You might imagine that giving a home to everyone who needs one is an unworkably expensive solution. Research has long shown, however, that a homeless person costs the state far more than a house does.

In purely financial terms, the cost of a person sleeping rough in the U.K. for 12 months is £20,128, according to research by Crisis. This is due to the burden they place on police, hospitals and prisons.

In contrast, intervention to house a rough sleeper costs the public purse just £1,426.

Finding homes for all the people that need them is a major stumbling block to Housing First. In many cities with large homeless populations, a lack of affordable housing is a key driver of homelessness in the first place.

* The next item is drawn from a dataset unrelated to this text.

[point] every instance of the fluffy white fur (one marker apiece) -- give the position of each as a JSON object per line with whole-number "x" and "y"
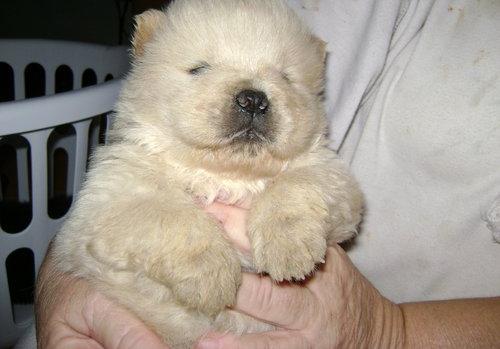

But hope lies in the novel approach pioneered by the Y-Foundation, the Helsinki non-profit that has been working hand-in-hand with the Finnish government to eradicate homelessness. Using money from public and private grants, they have been buying up properties with the aim of housing the homeless, and are now the country’s fourth largest landlord. The rents they collect from their formerly homeless tenants – more than €100m (£86.8m) annually from 26,000 tenants in 18,000 properties – runs at a profit. Any surplus is reinvested in the foundation, meaning the model is entirely self-sustaining.

That same year a three-year Housing First pilot was launched in the U.K, with funding from central government. Emily Cole, programme lead at Greater Manchester Housing First, reports that the city has now helped 445 people into their own homes, and boasts an 81 per cent tenancy sustainment rate – a typical figure for Housing First programmes.

This has been achieved by offering the recently housed whatever assistance they may need to move forward with their lives, be it mental health or substance abuse support, assistance with job training or financial literacy.